Ogni cristiano è chiamato ad essere un Giovanni, un precursore, un messaggero di Cristo: lo esige il battesimo, lo rafforza la cresima, lo nutre l’Eucaristia. Tutti, sacri ministri, religiose e religiose, cristiani laici, tutti siamo chiamati alla beatitudine del Vangelo odierno: non bisogna trattare Cristo come un ostacolo, ma invece come via sicura e sentiero luminoso per essere condotti al Padre. D’altronde è Cristo l’unico che è venuto, viene e verrà: non dobbiamo aspettare altri. L’umanità si illude continuamente di attendere altri messia, altri salvatori, altri profeti, altre guide. Lo vediamo nella storia umana quante attese nei riguardi di uomini, filosofie, politiche, correnti culturali, ideologie, come si sono rivelate tiranniche tutte quelle risposte e portatrici di distruzione e morte. Non deve venire più nessuno. E’ già venuta tutta la verità, tutta la gioia: a noi solo l’umiltà di rinnegare noi stessi, prendere la nostra croce e seguirlo. E se deve venire Qualcuno, si tratta del ritorno, della Parusia, della venuta definitiva del Signore per giudicare i vivi e i morti e il suo regno non avrà fine.

L’umile fraticello di Laurenzana: lo vediamo lieto e forte, davanti al suo convento, con i contadini e gli operai, con i poveri e i ricchi, con i bambini e gli adulti, con il suo Gesù e il Padre. Sazio di mitezza, sazio della parola di Dio, sazio della letizia francescana. Non attende nessun altro Messia, perché ha già tutto nel suo Cristo, mite e umile di cuore. “Il più piccolo nel regno dei cieli è più grande di Giovanni Battista, che pur è il più grande fra nati di donna”, afferma il divino Maestro nel Vangelo di oggi.
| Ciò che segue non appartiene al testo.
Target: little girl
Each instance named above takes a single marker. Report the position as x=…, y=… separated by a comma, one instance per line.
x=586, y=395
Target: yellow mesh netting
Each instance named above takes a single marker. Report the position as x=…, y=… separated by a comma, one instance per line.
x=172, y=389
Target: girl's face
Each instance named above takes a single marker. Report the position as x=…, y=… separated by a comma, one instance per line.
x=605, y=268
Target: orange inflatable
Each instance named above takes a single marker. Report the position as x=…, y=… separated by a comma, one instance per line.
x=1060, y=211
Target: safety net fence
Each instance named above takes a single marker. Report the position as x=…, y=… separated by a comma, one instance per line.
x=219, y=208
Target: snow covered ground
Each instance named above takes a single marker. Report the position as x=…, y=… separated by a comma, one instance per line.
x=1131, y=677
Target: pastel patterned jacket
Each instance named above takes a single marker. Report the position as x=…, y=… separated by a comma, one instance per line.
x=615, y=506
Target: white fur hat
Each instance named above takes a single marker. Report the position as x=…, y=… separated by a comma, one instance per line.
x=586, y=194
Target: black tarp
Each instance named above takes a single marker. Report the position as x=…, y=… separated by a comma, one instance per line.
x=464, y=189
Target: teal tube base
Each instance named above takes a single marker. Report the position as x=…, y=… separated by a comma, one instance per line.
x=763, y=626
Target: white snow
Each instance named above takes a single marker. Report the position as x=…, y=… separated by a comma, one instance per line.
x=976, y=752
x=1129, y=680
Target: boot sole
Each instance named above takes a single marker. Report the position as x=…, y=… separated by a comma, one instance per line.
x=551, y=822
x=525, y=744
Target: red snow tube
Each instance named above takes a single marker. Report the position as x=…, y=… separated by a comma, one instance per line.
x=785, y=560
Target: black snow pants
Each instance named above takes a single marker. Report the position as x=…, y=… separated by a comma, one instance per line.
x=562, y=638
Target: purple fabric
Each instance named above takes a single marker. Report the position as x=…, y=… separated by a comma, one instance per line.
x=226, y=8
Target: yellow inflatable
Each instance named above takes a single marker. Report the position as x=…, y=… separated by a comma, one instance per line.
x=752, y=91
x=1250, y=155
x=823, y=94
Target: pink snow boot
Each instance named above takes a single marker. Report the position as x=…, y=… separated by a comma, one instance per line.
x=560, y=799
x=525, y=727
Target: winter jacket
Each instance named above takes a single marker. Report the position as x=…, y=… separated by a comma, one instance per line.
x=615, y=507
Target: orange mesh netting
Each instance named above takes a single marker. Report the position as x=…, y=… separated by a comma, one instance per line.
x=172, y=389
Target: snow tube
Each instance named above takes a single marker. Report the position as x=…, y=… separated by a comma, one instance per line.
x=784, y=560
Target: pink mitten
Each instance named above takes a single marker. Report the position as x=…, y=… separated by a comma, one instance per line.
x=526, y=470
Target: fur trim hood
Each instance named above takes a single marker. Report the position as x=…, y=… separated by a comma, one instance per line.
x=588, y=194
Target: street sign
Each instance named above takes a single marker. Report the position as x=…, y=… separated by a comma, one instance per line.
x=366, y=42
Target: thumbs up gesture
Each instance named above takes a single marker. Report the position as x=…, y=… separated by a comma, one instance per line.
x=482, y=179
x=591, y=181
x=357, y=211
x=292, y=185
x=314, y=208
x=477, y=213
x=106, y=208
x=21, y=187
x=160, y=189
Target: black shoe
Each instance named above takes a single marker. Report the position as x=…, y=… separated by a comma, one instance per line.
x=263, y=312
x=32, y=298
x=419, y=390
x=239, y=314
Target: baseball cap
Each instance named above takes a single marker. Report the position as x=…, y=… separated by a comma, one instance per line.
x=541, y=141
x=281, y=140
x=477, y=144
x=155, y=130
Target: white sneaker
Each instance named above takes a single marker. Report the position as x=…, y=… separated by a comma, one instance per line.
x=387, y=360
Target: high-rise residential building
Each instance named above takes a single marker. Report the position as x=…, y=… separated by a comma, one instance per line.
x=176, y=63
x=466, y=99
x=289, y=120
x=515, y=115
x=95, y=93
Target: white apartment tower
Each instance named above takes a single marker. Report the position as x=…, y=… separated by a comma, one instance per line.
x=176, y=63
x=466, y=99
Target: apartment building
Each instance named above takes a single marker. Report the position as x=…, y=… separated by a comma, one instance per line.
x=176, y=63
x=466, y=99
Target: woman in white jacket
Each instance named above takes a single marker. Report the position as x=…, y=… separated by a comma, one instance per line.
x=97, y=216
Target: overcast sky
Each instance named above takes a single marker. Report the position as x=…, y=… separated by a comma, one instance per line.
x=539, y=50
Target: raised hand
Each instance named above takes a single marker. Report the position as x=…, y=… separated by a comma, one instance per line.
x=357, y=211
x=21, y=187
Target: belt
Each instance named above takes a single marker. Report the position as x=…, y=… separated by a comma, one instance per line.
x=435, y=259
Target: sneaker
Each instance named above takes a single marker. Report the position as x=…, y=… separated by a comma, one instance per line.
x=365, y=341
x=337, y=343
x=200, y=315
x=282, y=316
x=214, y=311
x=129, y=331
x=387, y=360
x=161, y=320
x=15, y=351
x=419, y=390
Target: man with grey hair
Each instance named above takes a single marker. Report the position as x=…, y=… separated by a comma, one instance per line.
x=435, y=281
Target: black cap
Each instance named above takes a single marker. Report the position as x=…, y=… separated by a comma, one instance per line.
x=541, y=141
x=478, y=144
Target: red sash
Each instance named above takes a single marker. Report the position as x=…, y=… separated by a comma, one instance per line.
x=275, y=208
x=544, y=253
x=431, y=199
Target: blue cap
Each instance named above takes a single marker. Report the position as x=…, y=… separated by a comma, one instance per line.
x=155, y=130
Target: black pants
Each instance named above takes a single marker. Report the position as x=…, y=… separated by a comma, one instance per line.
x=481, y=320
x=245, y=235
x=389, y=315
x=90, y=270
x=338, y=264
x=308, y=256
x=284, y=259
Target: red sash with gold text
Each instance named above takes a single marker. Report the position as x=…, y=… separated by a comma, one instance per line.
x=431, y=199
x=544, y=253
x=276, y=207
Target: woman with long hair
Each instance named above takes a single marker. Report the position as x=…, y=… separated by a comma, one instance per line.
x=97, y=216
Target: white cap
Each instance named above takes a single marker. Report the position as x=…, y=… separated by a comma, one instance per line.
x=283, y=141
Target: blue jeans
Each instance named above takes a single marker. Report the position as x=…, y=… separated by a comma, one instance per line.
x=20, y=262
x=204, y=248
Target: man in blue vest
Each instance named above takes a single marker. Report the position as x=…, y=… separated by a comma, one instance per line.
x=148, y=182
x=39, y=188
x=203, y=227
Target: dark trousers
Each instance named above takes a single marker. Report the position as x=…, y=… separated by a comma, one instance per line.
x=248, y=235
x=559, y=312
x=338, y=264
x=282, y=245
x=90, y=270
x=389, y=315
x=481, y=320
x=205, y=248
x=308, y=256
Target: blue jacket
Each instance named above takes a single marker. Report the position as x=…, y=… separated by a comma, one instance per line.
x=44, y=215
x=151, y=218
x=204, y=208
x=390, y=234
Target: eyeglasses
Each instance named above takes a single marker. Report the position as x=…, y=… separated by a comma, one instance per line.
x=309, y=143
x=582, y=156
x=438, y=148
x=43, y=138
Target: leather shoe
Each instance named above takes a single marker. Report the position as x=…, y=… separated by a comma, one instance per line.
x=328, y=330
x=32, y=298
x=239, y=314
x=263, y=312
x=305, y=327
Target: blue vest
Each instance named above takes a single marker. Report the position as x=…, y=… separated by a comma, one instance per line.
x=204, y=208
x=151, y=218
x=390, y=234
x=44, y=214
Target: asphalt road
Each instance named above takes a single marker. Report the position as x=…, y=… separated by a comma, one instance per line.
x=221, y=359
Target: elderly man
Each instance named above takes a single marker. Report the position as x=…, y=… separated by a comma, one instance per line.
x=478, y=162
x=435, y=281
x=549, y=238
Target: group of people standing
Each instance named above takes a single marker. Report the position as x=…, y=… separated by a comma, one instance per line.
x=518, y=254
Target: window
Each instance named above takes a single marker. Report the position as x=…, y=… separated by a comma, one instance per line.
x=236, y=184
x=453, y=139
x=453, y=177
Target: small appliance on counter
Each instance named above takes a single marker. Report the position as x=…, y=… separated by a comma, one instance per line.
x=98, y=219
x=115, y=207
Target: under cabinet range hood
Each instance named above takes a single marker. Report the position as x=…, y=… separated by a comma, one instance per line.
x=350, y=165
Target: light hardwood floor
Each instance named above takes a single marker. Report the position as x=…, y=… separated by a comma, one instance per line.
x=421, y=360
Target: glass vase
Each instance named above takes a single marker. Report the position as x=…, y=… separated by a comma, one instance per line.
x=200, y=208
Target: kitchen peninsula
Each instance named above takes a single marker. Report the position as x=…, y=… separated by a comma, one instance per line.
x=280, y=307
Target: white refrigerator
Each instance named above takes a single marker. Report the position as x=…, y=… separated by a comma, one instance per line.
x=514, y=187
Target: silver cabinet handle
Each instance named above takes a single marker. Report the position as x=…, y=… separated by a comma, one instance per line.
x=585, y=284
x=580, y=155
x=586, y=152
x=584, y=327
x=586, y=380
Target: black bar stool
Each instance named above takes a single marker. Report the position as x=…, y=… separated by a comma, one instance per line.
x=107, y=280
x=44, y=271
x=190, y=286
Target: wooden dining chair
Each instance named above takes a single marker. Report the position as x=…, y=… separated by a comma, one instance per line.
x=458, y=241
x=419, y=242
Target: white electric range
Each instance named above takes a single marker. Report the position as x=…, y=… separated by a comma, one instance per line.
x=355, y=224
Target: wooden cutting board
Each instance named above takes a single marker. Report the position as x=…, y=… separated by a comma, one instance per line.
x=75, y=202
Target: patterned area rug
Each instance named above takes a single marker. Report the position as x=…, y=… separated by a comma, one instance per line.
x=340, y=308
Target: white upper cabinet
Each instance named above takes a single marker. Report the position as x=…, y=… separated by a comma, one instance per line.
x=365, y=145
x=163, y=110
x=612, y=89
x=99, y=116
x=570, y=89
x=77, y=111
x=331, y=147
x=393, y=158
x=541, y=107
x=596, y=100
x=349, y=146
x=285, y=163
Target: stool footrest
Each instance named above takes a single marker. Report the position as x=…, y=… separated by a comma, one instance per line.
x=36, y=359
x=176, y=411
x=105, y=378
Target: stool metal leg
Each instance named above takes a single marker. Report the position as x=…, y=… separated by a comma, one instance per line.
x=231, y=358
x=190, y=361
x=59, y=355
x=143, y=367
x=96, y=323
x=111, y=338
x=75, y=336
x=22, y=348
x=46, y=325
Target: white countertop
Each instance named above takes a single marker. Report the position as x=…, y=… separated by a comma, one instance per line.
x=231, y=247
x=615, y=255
Chi si fa piccolo è il più grande davanti a Cristo, perché lui Gesù si è fatto il più piccolo nella mangiatoia di Betlemme, sul calvario e sulla Croce, sempre nascosto nei più piccoli e nei più poveri del mondo.

Il nostro caro frate Egidio proprio perché desiderava essere grande nel regno dei cieli si è fatto piccolissimo fra i regni di questa terra. In un epoca difficile per la Chiesa e la società fu un vero riformatore, che non mette al centro la propria idea, ma la freschezza e sincerità del Vangelo, riformando per prima la propria vita. Con la costanza cristiana che ci ricorda la lettera di s. Giacomo apostolo, proposta oggi dalla Chiesa, il Beato Egidio si comportò come vero agricoltore dell’anima e coltivò la sua vita e quella degli altri raccogliendo a suo tempo il prezioso frutto.

Chiediamo per sua intercessione, e di S. Francesco e di S. Chiara d’Assisi , la costanza e la perseveranza cristiana, per rinfrancare i nostri cuori, perché la venuta del Signore è vicina. Evitiamo di lamentarci gli uni degli altri, ci esorta l’apostolo Giacomo, prendendo a modello di sopportazione e di costanza coloro che parlarono nel nome del Signore. O caro Frate Egidio parlaci ancora nel nome del Signore, continua a mostrarci il volto misericordioso di Cristo, fa che possiamo sperimentare anche noi il fuoco d’amore dello Spirito Santo, guidaci sulla via sicura del Vangelo.